For we need a little Christmas
Right this very minute,
Candles in the window,
Carols at the spinet.
A lot of us are feeling these days like we need a little cheer. When I went online to review the lyrics, I found a stanza I didn’t know was there.
For I’ve grown a little leaner,
Grown a little colder,
Grown a little sadder,
Grown a little older
There is a leanness of soul in the aftermath of Newtown. We feel colder, sadder, older. We need a little Christmas. Candles in the windows and carols at the spinet are lovely. But the real Christmas we need is the message sung to shepherds lonely on a hillside, to a thirteen year-old mother and a soul-stricken father who were literally using a barn for a maternity ward. They definitely needed a little Christmas.
What they got was so much greater. “Behold, I bring you tidings of great joy.” Your savior is here. There is hope. In the flesh of this infant, God and humanity are reconciled. “Peace on earth, good will among men.” This is Class A, ripsnorting joy. Once that truth sinks in, you want to put candles in the window, sing carols at the spinet. I do, anyway.
But if holiday merriment is only a sentimental ritual; if Christmas cheer is mostly just booze, “Christmas” can only be an annual, nostalgic pilgrimage to childhood memories. By midnight, you just feel worse.

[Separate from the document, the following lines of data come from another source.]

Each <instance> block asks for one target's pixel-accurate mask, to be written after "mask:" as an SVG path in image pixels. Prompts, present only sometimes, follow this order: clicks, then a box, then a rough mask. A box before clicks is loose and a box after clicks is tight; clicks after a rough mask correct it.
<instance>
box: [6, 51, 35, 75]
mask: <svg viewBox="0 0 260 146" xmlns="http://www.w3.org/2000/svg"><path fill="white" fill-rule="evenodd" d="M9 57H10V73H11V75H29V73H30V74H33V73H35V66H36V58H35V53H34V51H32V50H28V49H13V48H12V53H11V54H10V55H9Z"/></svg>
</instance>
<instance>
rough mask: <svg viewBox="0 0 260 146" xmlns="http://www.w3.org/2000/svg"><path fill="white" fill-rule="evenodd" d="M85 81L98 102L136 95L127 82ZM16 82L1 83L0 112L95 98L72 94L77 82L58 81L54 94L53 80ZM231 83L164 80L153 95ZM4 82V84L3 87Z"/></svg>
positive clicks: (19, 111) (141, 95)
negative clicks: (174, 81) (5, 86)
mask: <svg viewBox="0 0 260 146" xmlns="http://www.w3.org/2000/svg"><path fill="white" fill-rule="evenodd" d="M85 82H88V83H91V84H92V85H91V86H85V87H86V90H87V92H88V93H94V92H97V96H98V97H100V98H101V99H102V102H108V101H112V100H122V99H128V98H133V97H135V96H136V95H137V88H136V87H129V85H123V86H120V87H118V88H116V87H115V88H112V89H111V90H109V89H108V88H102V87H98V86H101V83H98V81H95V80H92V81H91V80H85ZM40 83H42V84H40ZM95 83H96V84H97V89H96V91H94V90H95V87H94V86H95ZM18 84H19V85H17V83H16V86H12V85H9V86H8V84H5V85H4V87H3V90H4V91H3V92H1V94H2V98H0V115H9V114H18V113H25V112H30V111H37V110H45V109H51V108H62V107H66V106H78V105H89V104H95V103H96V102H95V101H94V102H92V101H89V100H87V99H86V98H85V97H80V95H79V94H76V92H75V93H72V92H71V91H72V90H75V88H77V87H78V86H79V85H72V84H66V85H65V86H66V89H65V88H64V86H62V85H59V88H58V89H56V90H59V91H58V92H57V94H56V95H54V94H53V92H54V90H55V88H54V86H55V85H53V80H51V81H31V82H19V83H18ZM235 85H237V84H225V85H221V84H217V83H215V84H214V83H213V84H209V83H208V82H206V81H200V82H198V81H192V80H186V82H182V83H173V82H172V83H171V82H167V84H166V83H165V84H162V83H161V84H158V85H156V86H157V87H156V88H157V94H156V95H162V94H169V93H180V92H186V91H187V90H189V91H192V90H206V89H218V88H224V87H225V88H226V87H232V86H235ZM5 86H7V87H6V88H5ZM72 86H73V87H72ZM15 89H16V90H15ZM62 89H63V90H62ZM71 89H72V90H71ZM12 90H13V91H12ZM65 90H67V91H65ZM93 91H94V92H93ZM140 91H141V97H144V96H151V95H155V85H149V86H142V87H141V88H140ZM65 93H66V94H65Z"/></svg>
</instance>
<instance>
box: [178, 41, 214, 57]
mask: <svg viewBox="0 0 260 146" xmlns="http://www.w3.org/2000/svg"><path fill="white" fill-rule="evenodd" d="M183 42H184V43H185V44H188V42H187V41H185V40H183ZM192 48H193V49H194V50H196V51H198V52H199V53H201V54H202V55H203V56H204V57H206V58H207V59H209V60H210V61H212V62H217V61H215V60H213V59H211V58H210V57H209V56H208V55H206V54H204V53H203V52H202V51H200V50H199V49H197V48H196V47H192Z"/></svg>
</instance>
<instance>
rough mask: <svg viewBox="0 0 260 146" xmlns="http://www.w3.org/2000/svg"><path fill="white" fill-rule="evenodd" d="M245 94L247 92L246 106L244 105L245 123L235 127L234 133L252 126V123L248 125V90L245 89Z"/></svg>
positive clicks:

Yes, we need a little Christmas. The kind that comes when we know that God is with us, even and especially in our leanness, no matter how cold and sad and old we feel. Nevertheless, the angels promise, nevertheless God is with us.
Matt Edwards says
Recently I was forced to look at my life thru the eyes of my 6 yr old self and I kept getting the visual of “mini me” looking at me with a very puzzled look. The only solace I can take from any of this is that these kids died as nearly perfect little people, and my faith tells me they are looking down at all the pain and sorrow and that brings them/us hope for the future on earth.